The 2003 Le Touquet treaty was negotiated outside the EU.

What is David Cameron’s most recent claim about Britain leaving the EU?

The Prime Minister is claiming that Brexit could result in France ending the agreement by which British immigration officials carry out checks on those seeking to enter the UK in France.  

More specifically, Cameron thinks that a vote to leave the EU would give the French government an excuse to revoke the Le Touquet treaty of 2003, and that this would cause refugee camps akin to the Calais “Jungle” to spring up along the English south coast.

What’s the Le Touquet treaty?

In February 2003, Tony Blair went to the northern French resort of Le Touquet to try and persuade President Jacques Chirac to support British and American military action in Iraq. (He failed). 

Blair and Chirac hogged the headlines, but on the summit’s sidelines, Home Secretary David Blunkett and his French counterpart, an ambitious young politician named Nicolas Sarkozy, negotiated a treaty establishing juxtaposed controls at each country’s sea ports.

This agreement meant that British border police could set up and run immigration checkpoints at Calais – effectively moving the British border there from Dover. The treaty also enabled French border police to carry out checks in Dover.

British border police had already been operating at French Eurostar terminals since 2001, and manning the French entrance to the Eurotunnel since 1994.

What’s all this got to do with the EU?

Technically, nothing. The Le Touquet treaty is a bilateral agreement between the UK and France. Both countries happen to be member states of the EU, but the negotiations took place outside of the EU’s auspices.

That's why eurosceptics have reacted with such fury today. Arron Banks, the co-founder of Leave.EU, said the Prime Minister was “resorting to scaremongering”, while Ukip’s migration spokesperson, in a surprising role-reversal, said that Cameron’s argument was “based on fear, negativity, and a falsehood”.

Cameron’s claim appears to be that Brexit would represent such a profound shift in the UK’s relationship with other European states that it could offer France an excuse to end the agreement reached at Le Touquet. That is debatable, but any suggestion that the treaty would instantly become void in the event of a vote to leave is untrue.

Does France actually want to revoke the treaty?

Local politicians in Calais, and in particular the town’s mayor, have been arguing for months that the treaty should be abandoned. Le Monde has also criticised it. The current French Interior Minister, Bernard Cazeneuve, hinted today that he agreed, saying that a British vote to leave “will always result in countermeasures”.

On the BBC's Today programme this morning, Rob Whiteman, a former head of the UK Border Agency, said that it was “almost certain” that the treaty would end if the UK left the EU. He said that France has benefited less from the deal than it expected:

“I think at the time the French felt there would be an upside for them, in that if it was clear that people could not easily get to Britain it would stop Sangatte building up again. The camp was closed. But history has shown that not to be the case. The French authorities still have a huge amount of pressure on their side.”
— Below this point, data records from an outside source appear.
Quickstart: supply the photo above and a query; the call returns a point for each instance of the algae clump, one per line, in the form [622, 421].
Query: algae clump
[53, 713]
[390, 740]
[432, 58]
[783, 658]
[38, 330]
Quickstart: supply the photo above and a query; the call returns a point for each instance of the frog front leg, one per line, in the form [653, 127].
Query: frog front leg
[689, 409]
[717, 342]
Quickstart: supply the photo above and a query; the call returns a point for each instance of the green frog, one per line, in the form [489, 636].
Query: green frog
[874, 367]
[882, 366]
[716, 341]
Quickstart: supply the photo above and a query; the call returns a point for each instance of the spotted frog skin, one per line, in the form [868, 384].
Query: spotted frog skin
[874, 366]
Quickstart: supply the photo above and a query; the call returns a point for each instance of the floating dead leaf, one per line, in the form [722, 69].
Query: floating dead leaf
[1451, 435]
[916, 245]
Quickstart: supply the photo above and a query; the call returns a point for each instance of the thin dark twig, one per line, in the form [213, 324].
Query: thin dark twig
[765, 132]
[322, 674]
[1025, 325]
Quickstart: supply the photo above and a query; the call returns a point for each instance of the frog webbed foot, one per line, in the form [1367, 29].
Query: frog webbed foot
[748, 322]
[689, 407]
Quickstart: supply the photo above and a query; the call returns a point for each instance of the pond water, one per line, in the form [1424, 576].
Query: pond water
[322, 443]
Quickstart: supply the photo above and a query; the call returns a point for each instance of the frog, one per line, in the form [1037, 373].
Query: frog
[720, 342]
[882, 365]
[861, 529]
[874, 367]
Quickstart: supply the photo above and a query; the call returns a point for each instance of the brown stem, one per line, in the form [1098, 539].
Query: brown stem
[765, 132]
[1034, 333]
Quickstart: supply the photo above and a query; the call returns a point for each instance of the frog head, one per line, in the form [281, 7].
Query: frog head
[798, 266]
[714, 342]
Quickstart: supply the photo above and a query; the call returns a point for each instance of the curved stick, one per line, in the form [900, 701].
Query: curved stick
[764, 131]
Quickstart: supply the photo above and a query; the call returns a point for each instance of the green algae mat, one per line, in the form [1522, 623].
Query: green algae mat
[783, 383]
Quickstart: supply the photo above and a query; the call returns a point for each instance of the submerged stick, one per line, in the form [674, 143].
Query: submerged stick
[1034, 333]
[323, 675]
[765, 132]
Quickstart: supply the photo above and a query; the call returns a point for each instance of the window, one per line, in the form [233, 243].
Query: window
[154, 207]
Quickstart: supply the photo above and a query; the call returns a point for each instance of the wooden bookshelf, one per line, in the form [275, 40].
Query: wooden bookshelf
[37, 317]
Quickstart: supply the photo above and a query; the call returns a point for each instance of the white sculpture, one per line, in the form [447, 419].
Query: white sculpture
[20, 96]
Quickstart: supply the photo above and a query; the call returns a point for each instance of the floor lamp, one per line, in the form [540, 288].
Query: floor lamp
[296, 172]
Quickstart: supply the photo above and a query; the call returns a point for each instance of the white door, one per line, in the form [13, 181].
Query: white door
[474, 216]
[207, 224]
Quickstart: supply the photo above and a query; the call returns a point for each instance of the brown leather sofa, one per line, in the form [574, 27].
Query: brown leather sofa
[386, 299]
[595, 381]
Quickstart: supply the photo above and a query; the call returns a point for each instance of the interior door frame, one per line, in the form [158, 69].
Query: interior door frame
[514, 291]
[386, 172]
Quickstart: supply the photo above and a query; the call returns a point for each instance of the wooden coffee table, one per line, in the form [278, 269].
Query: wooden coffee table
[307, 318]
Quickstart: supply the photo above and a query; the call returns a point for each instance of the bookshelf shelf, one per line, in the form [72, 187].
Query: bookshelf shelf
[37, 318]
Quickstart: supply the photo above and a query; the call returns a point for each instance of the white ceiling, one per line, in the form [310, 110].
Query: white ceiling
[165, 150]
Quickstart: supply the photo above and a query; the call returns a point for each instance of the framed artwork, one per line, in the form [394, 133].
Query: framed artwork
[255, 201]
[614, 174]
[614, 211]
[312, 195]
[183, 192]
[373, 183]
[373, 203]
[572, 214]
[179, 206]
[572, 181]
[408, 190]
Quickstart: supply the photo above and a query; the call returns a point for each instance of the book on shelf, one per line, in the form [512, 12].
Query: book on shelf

That said, the French government receives money from the British to help police Calais and its camps, and various French officials have acknowledged that their ports would receive even more traffic if refugees and migrants believed that it was easier to travel  to the UK than before.

If the treaty ended, would “the Jungle” just move to Dover?

There’s little doubt that because of linguistic and familial ties, and perhaps the perception that the UK is more welcoming than France, many refugees and migrants would come to the UK as quickly as they could to claim asylum here.

Whiteman also said on Today that since the 2003 agreement, the annual number of asylum claims in the UK had declined from 80,000 to around 30,000. So the UK could expect a significant spike in claims if the treaty were to end.

But the British asylum process makes it unlikely that anything like “the Jungle” would spring up. Instead, those claiming asylum would be dispersed around the country or, if authorities are worried they would flee, held in an immigration detention centre.

Why is Cameron saying this now?

This looks suspiciously like one of the Tories' election strategist Lynton Crosby’s dead cats. That is, in an effort to distract his critics from the detail of the renegotiation, the PM has provoked a row about migrants and refugees. Cameron is clearly keen to move the debate on from the minutiae of different European agreements to bigger questions about security and terrorism. Though getting bogged down in competing interpretations of a treaty from 2003 may not be the best way to move onto that broader terrain.